A leitura operacional deve separar instância, área e interface. No nível da instância ficam relações como bindings de Mapping Server e SRGB por protocolo. No nível da área, a configuração habilita SR-MPLS em todas as interfaces daquela área e anuncia informação de SR-MPLS em LSAs. Portanto, a habilitação de área não é local a uma interface. No nível da interface, o modelo representa Adj-SIDs para vizinhos específicos em interfaces broadcast ou NBMA de múltiplo acesso e representa TI-LFA sobre MPLS.

O RFC 9129 é o modelo OSPF-base que o RFC 9903 aumenta; o RFC 9020 fornece o modelo-base de recursos de SR. Isso não significa que o módulo faça encaminhamento, calcule caminhos ou atribua rótulos. TI-LFA e SR-based Remote LFA são capacidades opcionais, e remote-lfa-sr só se aplica quando Remote LFA está habilitado. O uso de Mapping Server também não é obrigatório.

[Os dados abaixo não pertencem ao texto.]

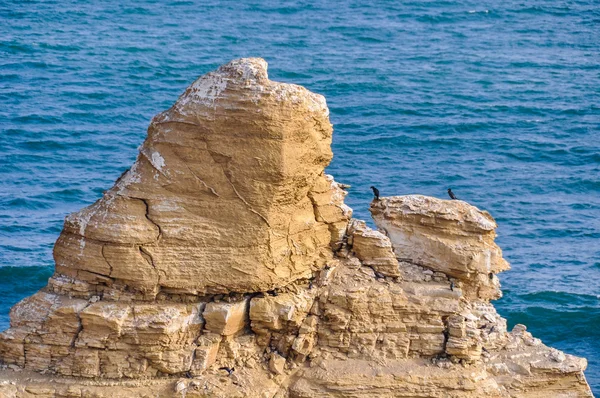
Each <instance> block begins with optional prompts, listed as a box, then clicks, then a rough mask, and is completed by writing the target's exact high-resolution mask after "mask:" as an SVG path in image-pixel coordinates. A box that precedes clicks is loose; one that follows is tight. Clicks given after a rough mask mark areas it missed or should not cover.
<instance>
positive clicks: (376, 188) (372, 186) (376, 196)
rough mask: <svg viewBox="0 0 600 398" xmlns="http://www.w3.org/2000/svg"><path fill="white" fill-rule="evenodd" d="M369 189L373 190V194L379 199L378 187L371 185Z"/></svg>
mask: <svg viewBox="0 0 600 398" xmlns="http://www.w3.org/2000/svg"><path fill="white" fill-rule="evenodd" d="M371 189H372V190H373V195H375V199H377V200H379V189H377V188H375V187H374V186H373V185H371Z"/></svg>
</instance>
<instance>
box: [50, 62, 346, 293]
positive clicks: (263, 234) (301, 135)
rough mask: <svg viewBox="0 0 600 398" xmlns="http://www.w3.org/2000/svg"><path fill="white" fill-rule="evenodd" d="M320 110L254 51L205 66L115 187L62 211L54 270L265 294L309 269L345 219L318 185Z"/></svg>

O estado operacional exige leitura sensível à versão. No OSPFv2, Prefix Range e Prefix-SID são mapeados para Extended Prefix Opaque LSAs; algorithm, SID/Label Range, SR Local Block e SRMS Preference são mapeados para Router Information Opaque LSAs. No OSPFv3, Prefix Range e Prefix-SID aparecem nas suas extended prefix LSAs/TLVs; Adj-SID e LAN Adj-SID aparecem em Router-Link TLVs; algorithm, range, local block e SRMS preference aparecem em Router Information LSAs. Assim, Opaque LSA, Extended LSA e cada família de TLV continuam sendo evidências diferentes.

A segurança faz parte do limite de controle. O acesso por NETCONF ou RESTCONF deve usar transporte seguro e autenticação mútua. O NACM pode restringir usuários a operações e conteúdos autorizados. Mudanças não autorizadas em habilitação de SR, bindings, SRGB do protocolo, Adj-SIDs ou TI-LFA podem interromper, redirecionar ou negar tráfego. As extensões legíveis da LSDB de OSPFv2 e OSPFv3 também podem revelar prefixos, algoritmos, ranges, blocos locais, dados de SRMS e topologia úteis a um atacante.

Verificações concretas para o operador

  1. Identifique a versão OSPF em cada instância e associe a ela o leitor de estado correto; não trate uma família de LSA como substituta da outra.
  2. Antes de escrever, salve bindings de instância, SRGB por protocolo, habilitação de área, Adj-SIDs de vizinhos e as condições de TI-LFA/Remote LFA.
  3. Selecione uma área controlada e confirme que sua habilitação alcançará todas as interfaces da área, incluindo os vizinhos que serão afetados.
  4. Depois da mudança, leia separadamente as Extended Prefix e Router Information Opaque LSAs do OSPFv2, ou as Extended Prefix, Router-Link TLVs e Router Information LSAs do OSPFv3.
  5. Teste NETCONF/RESTCONF com transporte seguro, autenticação mútua e NACM; confirme que a autorização de escrita não concede leitura ampla da LSDB.
  6. Compare estado anterior, estado esperado e reversão para cada versão. Se bindings, SRGB, Adj-SIDs, habilitação de área ou TI-LFA não coincidirem, interrompa a expansão e faça rollback da versão correspondente.